Sheet Pan Pasta Bake with Chicken and Kale

courtesy of twopeasandtheirpod

  • Kosher salt
  • 12 ounces penne pasta
  • 1 cup panko breadcrumbs
  • 1 cup grated Parmesan cheese divided
  • 4 tablespoons olive oil divided
  • 1/2 teaspoon garlic powder
  • 1/4 teaspoon Italian seasoning
  • 3/4 teaspoon freshly ground black pepper divided
  • 1 bunch curly kale ribs and stems removed, leaves torn into bite-size pieces
  • 1 pint cherry tomatoes halved
  • 1 cup sour cream or crème fraiche
  • 1 tablespoon Dijon mustard
  • 4 cups shredded rotisserie chicken
  • 1 1/2 cups shredded mozzarella cheese divided
  1. Set a rack in the top third of the oven and preheat to 450 degrees F.
  2. Bring a pot of salty water to a boil and add the pasta.

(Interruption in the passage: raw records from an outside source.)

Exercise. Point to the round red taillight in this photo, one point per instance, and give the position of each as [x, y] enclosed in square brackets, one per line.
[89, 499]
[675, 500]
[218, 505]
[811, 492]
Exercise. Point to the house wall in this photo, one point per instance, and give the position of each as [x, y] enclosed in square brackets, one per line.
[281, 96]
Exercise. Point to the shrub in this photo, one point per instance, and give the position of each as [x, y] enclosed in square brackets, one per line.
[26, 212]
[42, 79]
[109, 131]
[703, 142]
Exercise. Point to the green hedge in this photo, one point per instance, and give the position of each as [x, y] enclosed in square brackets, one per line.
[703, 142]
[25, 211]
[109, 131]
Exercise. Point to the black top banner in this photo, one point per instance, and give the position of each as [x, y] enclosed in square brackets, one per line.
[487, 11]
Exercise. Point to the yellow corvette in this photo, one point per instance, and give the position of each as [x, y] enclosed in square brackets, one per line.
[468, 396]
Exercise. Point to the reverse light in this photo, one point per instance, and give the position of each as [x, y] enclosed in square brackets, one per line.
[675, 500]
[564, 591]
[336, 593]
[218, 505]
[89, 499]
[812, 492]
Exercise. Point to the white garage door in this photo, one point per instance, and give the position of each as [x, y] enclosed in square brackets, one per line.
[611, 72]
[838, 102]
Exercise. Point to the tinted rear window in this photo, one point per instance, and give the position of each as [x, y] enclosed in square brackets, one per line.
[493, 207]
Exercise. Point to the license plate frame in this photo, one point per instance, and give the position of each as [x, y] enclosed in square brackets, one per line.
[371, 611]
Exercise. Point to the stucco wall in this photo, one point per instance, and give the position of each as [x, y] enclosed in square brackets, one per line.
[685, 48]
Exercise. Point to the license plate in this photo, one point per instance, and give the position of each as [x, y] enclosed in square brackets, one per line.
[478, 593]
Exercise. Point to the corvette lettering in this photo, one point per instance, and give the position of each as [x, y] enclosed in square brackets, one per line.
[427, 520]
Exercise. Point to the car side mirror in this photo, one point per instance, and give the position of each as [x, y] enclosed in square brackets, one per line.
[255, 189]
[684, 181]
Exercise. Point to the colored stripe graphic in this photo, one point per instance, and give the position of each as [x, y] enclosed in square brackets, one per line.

Cook the pasta until al dente.
  3. Meanwhile, mix the panko, 1/4 cup of the Parmesan cheese, 2 tablespoons of the olive oil, garlic powder, Italian seasoning, 1/4 teaspoon black pepper, and 1/4 teaspoon salt in a medium bowl and set aside.
  4. Toss the kale and tomatoes with 1/2 teaspoon salt and the remaining 2 tablespoons olive oil on a rimmed baking sheet.
  5. Reserve 1/2 cup of the pasta cooking water, then drain the pasta. Return the pasta to the pot along with the sour cream, Dijon mustard, 1 teaspoon salt, 1/4 cup pasta water, and the remaining 3/4 cup Parmesan cheese and 1/2 teaspoon black pepper; stir until smooth.
  6. Stir in the shredded chicken and 1 cup of the mozzarella, adding more pasta water to keep everything mixable if needed, until well combined. Transfer the mixture to the baking sheet with the kale and tomatoes. Toss to combine and spread everything in an even layer on the baking sheet. Top with the panko mixture and the remaining 1/2 cup mozzarella cheese.
  7. Place the pan in the oven and roast the pasta until the cheese is melted and the top is lightly browned, about 5 to 7 minutes. Serve warm.


courtesy of 

  • 32–34 home-baked tortilla chips
  • 1 (15 ounce) can refried black beans
  • 2 cups shredded monterey jack & cheddar cheese blend
  • 1 (15 ounce) can whole black beans, drained and rinsed
  • 1 (11 ounce) can mexi-corn, drained
  • 1 cup prepared pico de gallo
  • 1 cup chopped cooked chicken (can use taco meat, leftover brisket...)
  • 1–2 fresh jalapenos, thinly sliced or 1 can sliced nacho jalapenos
  • guacamole, sour cream, salsa and hot sauce, for serving
  1. Preheat oven to 400°F. Line a rimmed sheet pan with foil and spray generously with non-stick cooking spray or just spray the pan generously with non-stick cooking spray.
  2. Spread each tortilla chip with a thin layer of refried black beans and place in a single layer on the prepared sheet pan. Sprinkle each chip with a little cheese. Top each chip with some black beans, corn, pico de gallo and a piece of chicken. Sprinkle more cheese all over the toppings on each chip then top each chip with a thin slice of jalapeno.
  3. Bake nachos for 15-20 minutes, rotating sheet pan halfway through, until cheese is melted and starting to turn golden brown in spots.
  4. Remove from oven and let rest a few minutes before serving. Serve with guacamole, sour cream, salsa and hot sauce.